The Backstop That Is Not the State

One more structural observation. The recovery mechanism that actually pays abandoned crews — to the tune of USD 16.5 million in 2025 — is the ITF inspectorate. It is a non-governmental network of port-side inspectors, welfare officers, and legal advisors operating under the auspices of the International Transport Workers' Federation. It is not a state apparatus. It does not have police powers. It works through pressure on shipowners, P&I clubs, and port authorities, and through legal action in the few jurisdictions where action is possible.

The state-level enforcement that the Maritime Labour Convention notionally provides is, in most of the high-abandonment regions, either absent (Türkiye not ratified), or under-resourced (parts of the Arab World), or wilfully thin (the worst FOC registries). The 2022 MLC amendments and the 2023 IMO resolution LEG.6(110) have improved coordination on paper. The day-to-day work of getting unpaid wages into the hands of stranded crews is still being done by an NGO with charitable funding.

A second backstop is beginning to emerge from an unexpected direction — the supplier states themselves. In September 2025, the Indian Directorate General of Shipping identified 86 vessels linked to repeat abandonment cases, port detentions, and unidentifiable beneficial ownership, and blacklisted them. Indian crewing agencies are now banned from deploying Indian seafarers on those vessels. It is, effectively, supplier-state enforcement filling the gap left by flag-state enforcement. The ITF formally submitted the 2025 abandonment dataset to the IMO ahead of its 113th Legal Committee session in April 2026, where the matter was added to the standing agenda. The ITF has called on other supplier countries — the Philippines is the obvious next candidate — to follow India's lead. If that pattern spreads, the labour map starts to develop its own defensive geometry, and the FOC registries lose some of the regulatory distance they currently sell.

What 2025 Is Actually Showing

A merchant ship's bridge interior at dusk, empty of crew, instruments dark, abandoned coffee mug on chart table, anchorage visible through windows — symbolizing operational cessation
A bridge that has stopped working. Not destroyed — simply walked away from.

The 2025 abandonment figures are not an anomaly. They are the visible tip of a structural process that has been building since at least 2020. The conditions that produced them — high freight volatility, sanctions pressure, fragmented FOC enforcement, and a labour supply concentrated in a small number of countries with limited diplomatic leverage in the ports where their workers end up — show no sign of unwinding.

The likely trajectory through 2026 and 2027 is more of the same, with the additional pressure of the EU ETS phase-in and the upcoming IMO net-zero framework adding further cost compression on the marginal-owner segment that produces most of the abandonment events. The 2026 BIMCO/ICS Seafarer Workforce Report, when it lands, will likely show the labour supply continuing to concentrate in the same small set of countries, with new pressures on retention as the abandonment record becomes more visible to prospective recruits.

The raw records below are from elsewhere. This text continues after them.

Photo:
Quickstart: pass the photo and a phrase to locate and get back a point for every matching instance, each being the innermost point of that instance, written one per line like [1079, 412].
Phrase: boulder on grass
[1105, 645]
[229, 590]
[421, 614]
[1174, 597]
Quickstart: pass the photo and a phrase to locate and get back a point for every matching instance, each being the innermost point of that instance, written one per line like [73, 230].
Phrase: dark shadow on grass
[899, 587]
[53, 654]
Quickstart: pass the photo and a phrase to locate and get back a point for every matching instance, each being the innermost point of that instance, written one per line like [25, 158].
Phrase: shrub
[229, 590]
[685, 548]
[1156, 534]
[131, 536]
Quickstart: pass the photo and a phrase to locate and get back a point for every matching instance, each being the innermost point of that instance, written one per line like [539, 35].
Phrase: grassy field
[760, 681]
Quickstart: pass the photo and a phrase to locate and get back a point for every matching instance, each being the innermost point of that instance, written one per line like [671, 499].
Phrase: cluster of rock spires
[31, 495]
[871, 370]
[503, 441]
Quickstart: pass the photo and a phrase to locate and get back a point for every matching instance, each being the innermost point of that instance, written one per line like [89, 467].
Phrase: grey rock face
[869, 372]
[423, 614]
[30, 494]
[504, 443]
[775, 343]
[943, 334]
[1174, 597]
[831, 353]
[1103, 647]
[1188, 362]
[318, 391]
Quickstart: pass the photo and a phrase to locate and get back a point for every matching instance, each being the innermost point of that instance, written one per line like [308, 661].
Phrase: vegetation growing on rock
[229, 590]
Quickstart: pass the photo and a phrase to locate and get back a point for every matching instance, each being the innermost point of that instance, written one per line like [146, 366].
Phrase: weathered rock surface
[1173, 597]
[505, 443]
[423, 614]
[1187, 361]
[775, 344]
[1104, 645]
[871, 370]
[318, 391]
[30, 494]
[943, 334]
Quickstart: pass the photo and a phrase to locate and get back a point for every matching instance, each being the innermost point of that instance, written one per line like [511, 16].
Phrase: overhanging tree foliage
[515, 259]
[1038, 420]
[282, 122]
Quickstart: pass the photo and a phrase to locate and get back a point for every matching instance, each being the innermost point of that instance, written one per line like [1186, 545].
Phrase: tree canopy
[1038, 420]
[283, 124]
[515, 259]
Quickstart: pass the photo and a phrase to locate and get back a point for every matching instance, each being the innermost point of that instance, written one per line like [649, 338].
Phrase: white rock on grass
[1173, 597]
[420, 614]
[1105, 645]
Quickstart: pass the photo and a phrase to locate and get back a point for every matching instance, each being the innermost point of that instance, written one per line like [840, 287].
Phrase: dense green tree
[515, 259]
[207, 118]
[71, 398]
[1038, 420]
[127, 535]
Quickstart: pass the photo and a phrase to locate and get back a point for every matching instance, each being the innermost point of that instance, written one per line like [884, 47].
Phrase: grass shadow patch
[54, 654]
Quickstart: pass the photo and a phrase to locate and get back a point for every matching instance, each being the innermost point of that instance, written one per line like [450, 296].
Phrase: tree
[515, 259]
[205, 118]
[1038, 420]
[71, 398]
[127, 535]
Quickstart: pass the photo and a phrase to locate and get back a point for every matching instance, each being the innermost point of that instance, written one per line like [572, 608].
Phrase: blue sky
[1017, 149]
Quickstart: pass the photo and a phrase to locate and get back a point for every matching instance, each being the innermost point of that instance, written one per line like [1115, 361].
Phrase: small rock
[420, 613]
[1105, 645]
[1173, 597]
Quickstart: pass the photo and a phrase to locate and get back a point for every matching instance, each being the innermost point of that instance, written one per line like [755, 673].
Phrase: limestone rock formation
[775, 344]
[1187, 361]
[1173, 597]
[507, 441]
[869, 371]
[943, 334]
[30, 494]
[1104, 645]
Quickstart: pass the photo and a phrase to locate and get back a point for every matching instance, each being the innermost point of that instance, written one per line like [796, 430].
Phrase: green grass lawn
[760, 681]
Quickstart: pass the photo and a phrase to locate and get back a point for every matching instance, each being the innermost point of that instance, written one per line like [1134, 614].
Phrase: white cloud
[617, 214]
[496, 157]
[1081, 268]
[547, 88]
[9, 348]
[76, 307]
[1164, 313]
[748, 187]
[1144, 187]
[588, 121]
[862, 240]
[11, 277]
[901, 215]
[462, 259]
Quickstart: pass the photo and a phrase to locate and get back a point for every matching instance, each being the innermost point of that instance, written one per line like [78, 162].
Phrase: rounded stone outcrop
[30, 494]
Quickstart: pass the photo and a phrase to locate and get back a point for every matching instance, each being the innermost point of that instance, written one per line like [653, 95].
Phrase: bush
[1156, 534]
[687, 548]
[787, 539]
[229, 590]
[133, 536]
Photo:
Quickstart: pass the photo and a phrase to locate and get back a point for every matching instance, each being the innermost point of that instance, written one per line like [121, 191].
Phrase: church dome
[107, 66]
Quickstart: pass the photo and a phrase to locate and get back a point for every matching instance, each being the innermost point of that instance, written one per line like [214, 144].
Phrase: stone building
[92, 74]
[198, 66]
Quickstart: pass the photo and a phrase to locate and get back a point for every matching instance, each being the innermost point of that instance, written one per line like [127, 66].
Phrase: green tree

The two maps will continue not to overlap. The system, including the FOC layer between them, is functioning exactly as designed. The cost of that design is now legible enough that it has started to enter commercial decisions. Markets that operate on borrowed backstops eventually reprice. This one is at the early stage of doing so.

The 2026 figures, in mid-year, already point in the same direction. By the end of May 2026, the ITF had recorded 158 abandonment cases involving 222 vessels and 2,280 seafarers, with USD 13.1 million in unpaid wages — a 30% year-on-year increase on the same period in 2024. The trajectory implied is another record. The “sixth consecutive record year” framing may, by January 2027, become seventh.

A 02:47 berth, as we wrote yesterday, is the cheapest hour the port could give the ship. A crude tanker anchored without pay off the Chinese coast for months, in the same accounting, is the cheapest crew the flag could give the owner. Both are optimization outcomes. Both are also, eventually, a price that someone else pays.